Saturday, April 30, 2016

Masa Balls For Passover


Why was this night different from any other night? Because homemade corn tortillas were on the menu during Passover. Not that I adhere to the dietary laws of Passover. As a non-practicing Jew, I usually pass right over them. My everyday diet is punishment enough. But this year, what’s permissible to eat during those eight days of menu mehs includes what's known as kitniyot—corn, legumes, rice and seeds—that were forbidden for centuries. 

Mazel tov! Jews are free from the shackles of an 800-year ban on innocuous foodstuffs! But who passes Passover amendments, anyway? Ruth Bader Ginsburg? They don’t call the badass Supreme Court Justice Notorious RBG for nada. If she bangs her gavel and proclaims it okay to eat tortillas while commemorating our liberation from slavery in Egypt, then who am I to argue? Bring on the masa (as long as it’s not GMO corn. I’m pretty sure Moses wouldn’t be down with that). But if it's not her, who are these grain and legume authorities nulling sacred Passover practices, and why change the laws now?

First of all, matzo is made of flour and water—but not just any flour. It must be ground from wheat, barley, spelt, rye or oat that has not been allowed to ferment and rise. During Passover, leavened foods, known as chametz, are forbidden, and while Ashkenazi Jews from Eastern European descent were prohibited from kitniyot, the same rule didn’t apply to Sephardic Jews from Spain and the Mediterranean. 

Rabbis can’t really agree on why kitniyot was forbidden in the first place, but one theory is that since these foods were stored in the same sacks as the chametz grains, people may have worried about cross contamination or that both types of grains may have grown in the same fields. In any case, it’s likely that worrying was involved. And kvetching, too, since Ashkenazi Jews have been complaining about this rule for generations. 

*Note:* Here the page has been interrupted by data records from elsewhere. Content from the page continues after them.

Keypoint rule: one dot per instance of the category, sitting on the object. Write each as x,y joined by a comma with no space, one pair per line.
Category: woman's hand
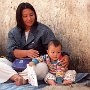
65,61
32,53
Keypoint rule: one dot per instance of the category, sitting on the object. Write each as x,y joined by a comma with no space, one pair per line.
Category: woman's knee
41,70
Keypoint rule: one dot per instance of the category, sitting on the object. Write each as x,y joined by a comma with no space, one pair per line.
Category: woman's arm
25,53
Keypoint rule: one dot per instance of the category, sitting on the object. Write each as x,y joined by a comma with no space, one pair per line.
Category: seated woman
29,39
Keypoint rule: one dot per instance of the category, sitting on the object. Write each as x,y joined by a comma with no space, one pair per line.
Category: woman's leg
6,72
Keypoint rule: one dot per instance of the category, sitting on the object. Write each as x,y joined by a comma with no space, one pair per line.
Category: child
53,60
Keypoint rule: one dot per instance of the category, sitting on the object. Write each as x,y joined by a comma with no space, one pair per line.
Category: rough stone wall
68,19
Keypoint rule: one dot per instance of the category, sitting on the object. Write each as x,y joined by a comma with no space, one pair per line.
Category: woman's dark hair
20,8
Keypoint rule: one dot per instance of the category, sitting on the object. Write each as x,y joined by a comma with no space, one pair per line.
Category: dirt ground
73,87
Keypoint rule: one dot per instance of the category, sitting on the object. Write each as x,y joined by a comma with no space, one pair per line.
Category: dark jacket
38,39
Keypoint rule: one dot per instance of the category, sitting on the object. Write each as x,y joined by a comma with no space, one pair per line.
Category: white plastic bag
32,77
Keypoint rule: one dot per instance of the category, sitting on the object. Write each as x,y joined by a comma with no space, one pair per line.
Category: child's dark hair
55,42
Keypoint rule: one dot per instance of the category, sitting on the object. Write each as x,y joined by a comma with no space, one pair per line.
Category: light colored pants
6,70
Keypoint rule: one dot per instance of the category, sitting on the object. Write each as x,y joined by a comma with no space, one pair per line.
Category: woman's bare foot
18,80
67,82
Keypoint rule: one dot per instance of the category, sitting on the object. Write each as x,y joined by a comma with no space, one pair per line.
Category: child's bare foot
67,82
18,80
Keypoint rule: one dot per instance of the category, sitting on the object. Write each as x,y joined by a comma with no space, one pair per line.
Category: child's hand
65,61
31,64
67,82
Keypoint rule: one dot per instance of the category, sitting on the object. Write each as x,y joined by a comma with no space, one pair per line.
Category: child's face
54,52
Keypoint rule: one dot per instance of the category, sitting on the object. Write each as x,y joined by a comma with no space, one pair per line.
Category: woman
28,39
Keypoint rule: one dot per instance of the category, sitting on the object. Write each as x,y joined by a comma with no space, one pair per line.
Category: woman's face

So last year, some influential rabbis with the Conservative movement argued that kitniyot should be allowed, so they lifted the ban. But inquiring minds want to know why. Was it Big Grain lobbyists? Citizens Kitniyot United? A Passover super PAC? Did the Koch brothers convert to Judaism?

Some rabbis suggest that some traditional concerns surrounding kitniyot are simply no longer problems. Now that we buy our grain in supermarkets in sealed packages that are carefully labeled, any fear that a bit of wheat flour might make it into cornmeal or rice flour is mitigated.  

Rabbi Elliot Dorff, chair of the movement’s law and standards committee, said “It was not a wise custom to begin with, and in our day, when you have Jews of Ashkenazi descent married to Jews of Sephardic descent, it gets really hard to figure out what to do in your house.” He said there was also another reason behind the decision: the rise of vegans and gluten allergies. “I think that’s why it came up now as opposed to a generation ago,” he said.

It just goes to show how market trends can become movements that impact more than the marketplace. Voting with your dollar can help change 800-year-old laws. I can't wait for next year's Passover. I'm thinking sustainable gefilte fish will be having its moment.